Ils ne pensent même pas à questionner ces paroles en se demandant si celles-ci se vérifient dans la pratique. S’ils y avaient réfléchi, ils auraient modifié les paroles en mettant toutes les communautés sur le même palier ou indiqué l’aspect culinaire pour toutes les communautés du pays.
Quelles sont vos attentes désormais ?
On attend d’avoir une réponse. Nous avons demandé une enquête et des sanctions et nous ne sommes pas satisfaits de la lettre anonyme et non signée par la direction du RCC. Est-ce que les élèves ne peuvent simplement pas venir de l’avant et dire objectivement «Oui, nous avons fauté, oui, on s’excuse et on ne fera plus jamais ça. On va composer d’autres chansons et trouver des paroles plus valorisantes». Est-ce si difficile à dire ? Je trouve le silence du Head Boy inquiétant.
Vos propos indiquent une inquiétude pour l’avenir du pays. Est-ce le cas ?
Il suffit de voir l’exode des jeunes. De nombreuses familles (plusieurs d’entre eux dans la quarantaine, voire la cinquantaine, qui ont des enfants d’une dizaine d’années) viennent me voir et me disent qu’elles sont inquiètes par ce qui se passe dans le pays. Elles disent qu’il n’y a plus d’avenir à Maurice et qu’en émigrant, elles sont assurées que leurs enfants auront une bonne éducation et un travail basé sur leurs mérites. Et le père de famille émigre et puis, il fait sa femme et ses enfants le rejoindre.
Quand je vois comment la communauté créole excelle à l’étranger et qu’ici, on dit que les jeunes créoles ne veulent pas apprendre, je suis capable de citer des dizaines de jeunes créoles qui excellent. Le problème est qu’on veut d’une élite et on ne fait pas place à l’excellence. L’élite ne touche que quelques-uns alors que l’excellence touche tout le monde.
Quel est l’état de la discrimination à Maurice depuis qu’AFAC existe voilà six ans ?
Elle s’est détériorée. C’est clair et on vit dans un climat où l’on ne se sent pas en sécurité. Je vous partage deux choses, l’une que j’ai déjà mentionnée et l’autre pas encore. Lorsque la délégation d’AFAC, soit trois prêtres, a été reçue par le recteur du RCC, deux policiers ont frappé à la porte à deux reprises et l’ont ouverte en demandant : «Recteur, tou korek la ?» J’ai dû dire que nous sommes des prêtres, en l’occurrence des êtres pacifiques et leur demander s’ils pensent que nous allons agresser le recteur ?

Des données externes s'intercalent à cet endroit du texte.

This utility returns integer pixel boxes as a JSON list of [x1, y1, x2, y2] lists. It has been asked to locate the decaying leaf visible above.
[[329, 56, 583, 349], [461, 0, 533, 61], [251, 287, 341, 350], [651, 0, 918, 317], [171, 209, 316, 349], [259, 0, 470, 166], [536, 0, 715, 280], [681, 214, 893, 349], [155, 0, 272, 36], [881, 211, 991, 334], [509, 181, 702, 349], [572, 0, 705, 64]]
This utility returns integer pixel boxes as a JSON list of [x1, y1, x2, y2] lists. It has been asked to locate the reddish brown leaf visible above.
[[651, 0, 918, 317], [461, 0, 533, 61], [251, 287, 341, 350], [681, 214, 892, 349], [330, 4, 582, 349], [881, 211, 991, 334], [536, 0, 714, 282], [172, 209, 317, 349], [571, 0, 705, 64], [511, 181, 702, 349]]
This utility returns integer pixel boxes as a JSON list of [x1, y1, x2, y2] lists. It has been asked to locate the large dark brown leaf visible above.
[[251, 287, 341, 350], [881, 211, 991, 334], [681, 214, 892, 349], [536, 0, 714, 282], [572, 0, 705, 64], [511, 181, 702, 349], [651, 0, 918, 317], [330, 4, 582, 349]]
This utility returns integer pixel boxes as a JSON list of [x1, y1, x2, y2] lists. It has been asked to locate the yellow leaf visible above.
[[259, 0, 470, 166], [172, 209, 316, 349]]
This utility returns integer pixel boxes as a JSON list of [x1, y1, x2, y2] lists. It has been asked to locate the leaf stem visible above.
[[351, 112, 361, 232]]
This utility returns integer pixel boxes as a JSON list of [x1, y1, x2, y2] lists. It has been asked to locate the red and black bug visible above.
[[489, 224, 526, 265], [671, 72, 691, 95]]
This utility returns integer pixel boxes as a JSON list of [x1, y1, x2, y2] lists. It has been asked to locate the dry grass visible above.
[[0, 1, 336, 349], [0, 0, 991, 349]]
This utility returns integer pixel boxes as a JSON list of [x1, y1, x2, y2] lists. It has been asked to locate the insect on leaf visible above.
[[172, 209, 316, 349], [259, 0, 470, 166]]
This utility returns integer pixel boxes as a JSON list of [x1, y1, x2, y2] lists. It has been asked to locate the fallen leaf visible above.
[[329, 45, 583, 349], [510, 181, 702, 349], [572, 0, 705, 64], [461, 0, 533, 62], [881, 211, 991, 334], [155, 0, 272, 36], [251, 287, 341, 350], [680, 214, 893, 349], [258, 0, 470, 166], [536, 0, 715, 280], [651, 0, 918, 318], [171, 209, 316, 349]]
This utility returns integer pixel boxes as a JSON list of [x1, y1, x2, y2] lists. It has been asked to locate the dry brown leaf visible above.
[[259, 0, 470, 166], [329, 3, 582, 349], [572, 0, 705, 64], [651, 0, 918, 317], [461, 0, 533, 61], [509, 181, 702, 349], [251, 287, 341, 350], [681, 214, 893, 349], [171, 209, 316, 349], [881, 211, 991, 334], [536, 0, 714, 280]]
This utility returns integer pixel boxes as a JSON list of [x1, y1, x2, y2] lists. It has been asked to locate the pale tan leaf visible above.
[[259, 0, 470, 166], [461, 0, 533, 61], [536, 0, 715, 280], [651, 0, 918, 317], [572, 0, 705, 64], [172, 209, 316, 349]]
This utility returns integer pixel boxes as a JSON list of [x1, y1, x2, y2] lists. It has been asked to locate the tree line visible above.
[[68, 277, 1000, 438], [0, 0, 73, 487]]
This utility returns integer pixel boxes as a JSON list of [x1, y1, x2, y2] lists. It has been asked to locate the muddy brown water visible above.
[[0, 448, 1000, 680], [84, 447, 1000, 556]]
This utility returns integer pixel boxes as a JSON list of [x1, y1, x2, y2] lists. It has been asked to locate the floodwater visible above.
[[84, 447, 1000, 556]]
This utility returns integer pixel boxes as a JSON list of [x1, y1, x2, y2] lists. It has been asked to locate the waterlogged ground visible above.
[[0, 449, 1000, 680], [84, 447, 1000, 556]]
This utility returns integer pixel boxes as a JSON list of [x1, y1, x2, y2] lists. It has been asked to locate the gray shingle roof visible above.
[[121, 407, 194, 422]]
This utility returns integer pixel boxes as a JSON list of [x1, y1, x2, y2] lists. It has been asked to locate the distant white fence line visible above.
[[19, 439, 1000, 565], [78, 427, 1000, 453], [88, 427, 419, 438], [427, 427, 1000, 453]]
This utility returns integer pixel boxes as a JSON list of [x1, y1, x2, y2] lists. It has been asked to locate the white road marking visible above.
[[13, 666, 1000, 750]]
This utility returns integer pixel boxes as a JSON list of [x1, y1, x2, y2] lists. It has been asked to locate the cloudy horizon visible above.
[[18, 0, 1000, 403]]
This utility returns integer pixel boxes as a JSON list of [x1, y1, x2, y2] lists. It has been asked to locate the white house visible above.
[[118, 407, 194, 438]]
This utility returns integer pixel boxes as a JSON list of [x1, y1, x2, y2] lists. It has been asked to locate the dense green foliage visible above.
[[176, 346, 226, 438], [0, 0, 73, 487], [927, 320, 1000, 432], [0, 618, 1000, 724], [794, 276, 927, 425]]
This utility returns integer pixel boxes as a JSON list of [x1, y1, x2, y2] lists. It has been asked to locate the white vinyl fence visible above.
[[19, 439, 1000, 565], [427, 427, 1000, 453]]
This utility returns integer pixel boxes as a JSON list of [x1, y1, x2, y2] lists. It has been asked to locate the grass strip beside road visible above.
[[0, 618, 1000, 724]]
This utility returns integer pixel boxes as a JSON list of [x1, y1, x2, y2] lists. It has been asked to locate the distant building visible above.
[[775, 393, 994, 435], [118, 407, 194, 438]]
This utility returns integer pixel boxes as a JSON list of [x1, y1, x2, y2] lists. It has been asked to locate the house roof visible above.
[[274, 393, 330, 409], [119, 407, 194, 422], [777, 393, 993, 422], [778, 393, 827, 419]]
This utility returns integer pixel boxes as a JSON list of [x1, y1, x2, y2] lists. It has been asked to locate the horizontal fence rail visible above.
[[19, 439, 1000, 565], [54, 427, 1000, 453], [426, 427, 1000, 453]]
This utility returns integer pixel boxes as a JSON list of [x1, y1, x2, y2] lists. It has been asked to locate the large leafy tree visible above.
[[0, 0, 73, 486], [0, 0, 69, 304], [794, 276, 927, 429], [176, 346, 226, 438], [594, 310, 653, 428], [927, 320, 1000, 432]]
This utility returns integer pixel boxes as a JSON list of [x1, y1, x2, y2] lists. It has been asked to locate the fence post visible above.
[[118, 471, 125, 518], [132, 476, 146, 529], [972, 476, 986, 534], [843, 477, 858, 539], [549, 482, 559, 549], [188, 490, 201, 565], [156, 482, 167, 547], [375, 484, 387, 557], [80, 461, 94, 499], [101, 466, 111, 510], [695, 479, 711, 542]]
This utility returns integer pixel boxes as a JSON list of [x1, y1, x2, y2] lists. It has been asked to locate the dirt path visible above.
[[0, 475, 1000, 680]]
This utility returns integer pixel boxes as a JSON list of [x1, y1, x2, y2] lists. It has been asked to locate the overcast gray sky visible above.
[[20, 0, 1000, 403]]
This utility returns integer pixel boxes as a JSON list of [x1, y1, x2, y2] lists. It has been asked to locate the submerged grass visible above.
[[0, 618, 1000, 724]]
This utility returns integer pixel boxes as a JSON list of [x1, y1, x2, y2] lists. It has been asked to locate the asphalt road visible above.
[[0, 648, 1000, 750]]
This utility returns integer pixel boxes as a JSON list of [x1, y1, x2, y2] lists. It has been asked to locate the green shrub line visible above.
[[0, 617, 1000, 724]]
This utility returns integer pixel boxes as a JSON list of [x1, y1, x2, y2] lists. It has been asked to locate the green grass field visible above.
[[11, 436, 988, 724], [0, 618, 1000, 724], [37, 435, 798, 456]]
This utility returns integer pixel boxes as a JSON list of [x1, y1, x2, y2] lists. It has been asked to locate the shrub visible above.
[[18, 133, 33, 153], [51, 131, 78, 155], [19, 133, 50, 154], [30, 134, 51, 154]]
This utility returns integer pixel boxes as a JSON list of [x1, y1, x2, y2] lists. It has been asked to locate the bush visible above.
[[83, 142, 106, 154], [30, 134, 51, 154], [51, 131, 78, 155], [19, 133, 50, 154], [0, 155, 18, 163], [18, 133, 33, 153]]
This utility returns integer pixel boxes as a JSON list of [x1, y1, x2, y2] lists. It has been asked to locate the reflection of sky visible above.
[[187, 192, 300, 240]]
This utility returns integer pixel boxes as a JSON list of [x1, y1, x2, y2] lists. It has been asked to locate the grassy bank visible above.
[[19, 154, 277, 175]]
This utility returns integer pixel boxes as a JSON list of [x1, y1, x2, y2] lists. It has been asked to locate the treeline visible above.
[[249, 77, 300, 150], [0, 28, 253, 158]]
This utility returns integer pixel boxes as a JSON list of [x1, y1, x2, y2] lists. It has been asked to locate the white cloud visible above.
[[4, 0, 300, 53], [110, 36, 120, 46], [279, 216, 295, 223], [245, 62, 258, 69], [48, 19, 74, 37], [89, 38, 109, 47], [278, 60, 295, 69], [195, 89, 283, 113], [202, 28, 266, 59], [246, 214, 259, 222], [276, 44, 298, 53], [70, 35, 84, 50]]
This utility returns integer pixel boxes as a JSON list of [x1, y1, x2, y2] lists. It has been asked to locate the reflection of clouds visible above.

De plus, j’ai eu vent que le National Security Service surveille mes faits et gestes. Je sais que ces policiers ne font qu’exécuter les ordres. Or, cela ne me fait pas peur et cela ne m’arrêtera jamais.
Quelle est la prochaine étape pour l’AFAC relativement à cet incident du RCC ?
Nous donnons du temps à ceux à qui nous avons adressé la lettre pour nous répondre comme nous l’avons fait pour la Mauritius Broadcasting Corporation. Mais au final, il y a un sentiment d’impuissance car malgré tout ce que nous essayons de démontrer, nous avons l’impression que nous crions dans le désert.
Nous ne sommes ni écoutés ni entendus car beaucoup se sont enfermés dans des bulles bien verrouillées et le message qu’ils envoient c’est : «kontigne koze twa, nou pou fer seki nwenvi.» C’est cela mon sentiment d’impuissance. Mais si je réagis c’est parce que mon peuple souffre et que je souffre avec lui. Je n’ai pas d’agenda politique politicienne. Ma démarche est citoyenne et elle est encore plus large parce que nous vivons dans cette société.